The Chimbays, who live on 94th Street, were slapped with an 18-count indictment charging them with a variety of crimes, including fraud, reckless endangerment and 15 violations of the New York City Administrative Code. They both face up to seven years in prison.
The violations were first discovered on March 14, 2016 when a Department of Buildings inspector responded to a complaint and found that the house was illegally converted into multiple units and constituted a “specified immediately hazardous violation.”
The department subsequently issued a vacate order and the tenants were told to leave, according to the District Attorney’s office.
The inspector followed up on Feb. 15, 2017 and allegedly discovered one room in the basement, three SROs on the second floor and one in the attic. A re-vacate order was issued to the Chimbays for failing to comply with the original vacate order.
The following month, a Department of Buildings inspector and a Department of Investigations investigator went to the house and found the same conditions.

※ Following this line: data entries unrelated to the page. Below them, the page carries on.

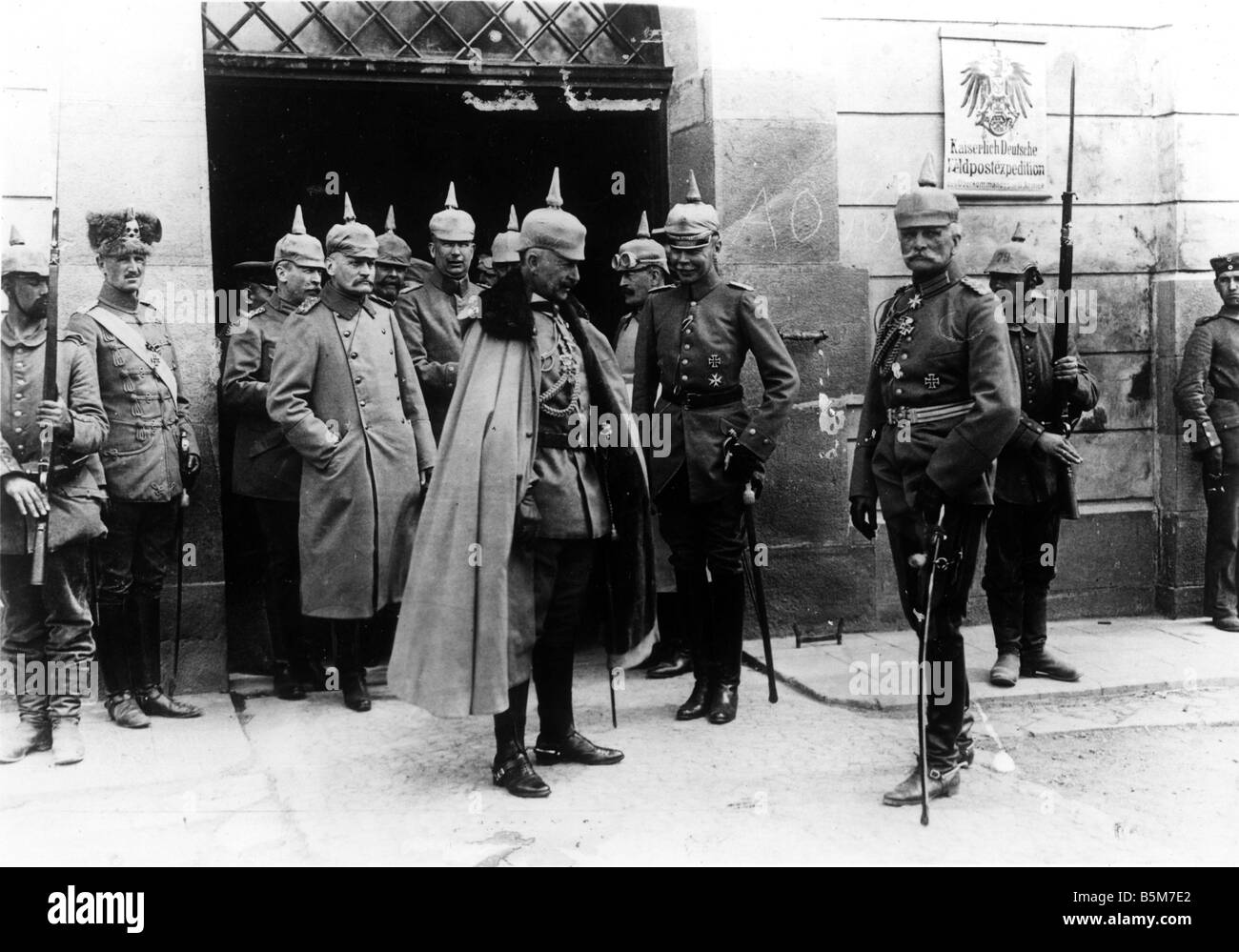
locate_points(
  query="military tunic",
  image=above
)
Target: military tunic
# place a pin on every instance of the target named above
(49, 622)
(693, 341)
(343, 366)
(430, 317)
(942, 402)
(1210, 363)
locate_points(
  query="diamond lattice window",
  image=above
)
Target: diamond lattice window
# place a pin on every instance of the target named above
(521, 33)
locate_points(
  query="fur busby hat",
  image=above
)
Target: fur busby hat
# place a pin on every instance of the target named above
(128, 232)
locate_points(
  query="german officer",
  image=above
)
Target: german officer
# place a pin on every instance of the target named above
(149, 457)
(48, 626)
(265, 468)
(942, 402)
(430, 312)
(693, 341)
(640, 264)
(1026, 510)
(345, 393)
(1210, 359)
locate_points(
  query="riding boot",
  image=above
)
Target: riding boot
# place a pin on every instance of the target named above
(348, 659)
(694, 598)
(1006, 617)
(727, 636)
(150, 691)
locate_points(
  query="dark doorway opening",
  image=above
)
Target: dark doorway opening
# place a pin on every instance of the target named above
(276, 141)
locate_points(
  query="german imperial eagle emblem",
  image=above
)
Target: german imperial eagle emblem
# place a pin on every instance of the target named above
(996, 91)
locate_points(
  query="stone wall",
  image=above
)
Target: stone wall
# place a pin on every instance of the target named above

Despite the vacate orders, the Chimbays allegedly assured their tenants that the building was legal and continued to collect rent, according to the District Attorney’s office.
“The defendants are accused of trading the safety of their tenants for cold, hard cash,” said Queens District Attorney Richard A. Brown in a statement.
The Chambays have a history of illegally dividing houses and cramming people into them.
Segundo Chimbay was charged with reckless endangerment and other crimes in 2013 for allowing 46 people, including 12 children, to live in four of his properties in Jackson Heights and Elmhurst, DNAinfo wrote at the time.
He pleaded guilty to second-degree reckless endangerment on August 20, 2014 and was sentenced on October 3, 2014 to 3 years’ probation, a spokesperson with the District Attorney’s office confirmed.
Brown said that today’s indictment is part of a crackdown on dangerous and illegal housing by his office, the NYC Department of Investigations and the NYC Department of Buildings.
Brown said that illegal conversions put a strain on city services, such as parking, transportation, waste disposal and schools. He added that they also “endanger the lives of building residents as well as firefighters and other personnel who, in responding to an emergency, would have been confronted by a maze of rooms with no way out.”